|| 26
Gosh dit hoofdstuk is lang geworden x-D Het is een beetje een geïnspireerd op het 'Midna's Lament' stukje in TP waar je Midna via het riool naar Hyrule Castle moet brengen, één van mijn favoriete stukjes in de game. Ik zou zeggen, dig in.
Ik draaide nog een keer rond maar het buikgevoel bleef me maar uit mijn slaap houden.

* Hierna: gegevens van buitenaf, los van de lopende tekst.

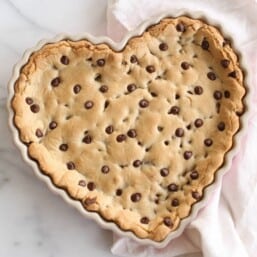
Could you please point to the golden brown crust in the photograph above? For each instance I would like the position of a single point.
(151, 196)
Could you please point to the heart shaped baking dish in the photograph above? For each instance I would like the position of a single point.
(136, 135)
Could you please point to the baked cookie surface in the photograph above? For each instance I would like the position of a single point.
(135, 135)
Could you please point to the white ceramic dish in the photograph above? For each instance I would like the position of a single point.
(118, 46)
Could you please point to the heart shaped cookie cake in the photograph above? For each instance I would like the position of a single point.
(135, 135)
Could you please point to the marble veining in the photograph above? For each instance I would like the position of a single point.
(33, 220)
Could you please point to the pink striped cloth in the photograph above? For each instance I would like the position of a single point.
(227, 226)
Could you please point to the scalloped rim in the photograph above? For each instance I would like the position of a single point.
(117, 46)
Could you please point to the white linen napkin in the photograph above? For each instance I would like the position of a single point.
(227, 226)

Met klamme handen trok ik de deken iets verder over mijn koude schouders waarna ik probeerde te bedenken waar die stress vandaan kwam. Het lag niet aan Florianne. Nadat ze haar verhaal had verteld bleef ze de rest van de dag met haar rug naar ons toe in de hoek zitten. Kay grapte nog dat ze rouwde om haar sieraden. Maar hij trok de grap snel terug toen ze zich chagrijnig omdraaide en we de doorlopen make-up over haar gezicht verspreid zagen zitten. Misschien kwam de stress doordat ik me niet zo veilig voelde in het bargedeelte. In de kelder had ik het vreemde gevoel van veiligheid. Ik wist nu dat buiten floormasters waren en ik had niet het idee dat deze kleine houten deur met een plank ervoor ging helpen als ze ons gevonden hadden.
Ik pakte June´s kleine arm die om me heen lag op en verplaatste het. Daarna ging ik overeind zitten met mijn deken nog half om mijn been gedraaid. Ik duwde de deken zachtjes weg, hopend dat ik niemand wakker zou maken. Om me heen lagen de anderen nog vredig te slapen. Ik stond op en keek door de donkere lege ruimte. Ik stapte om de verschillende armen en benen heen en schoof mezelf bovenop de bar. Ik duwde mijn handen onder mijn benen en keek een beetje rond. Het zat me dwars dat ik de hele dag binnen zat, op de boerderij was namelijk ik altijd buiten waar ik nauwelijks gestoord werd. Daardoor vond ik het vervelend om de hele dag binnen in een ruimte vol mensen te zitten.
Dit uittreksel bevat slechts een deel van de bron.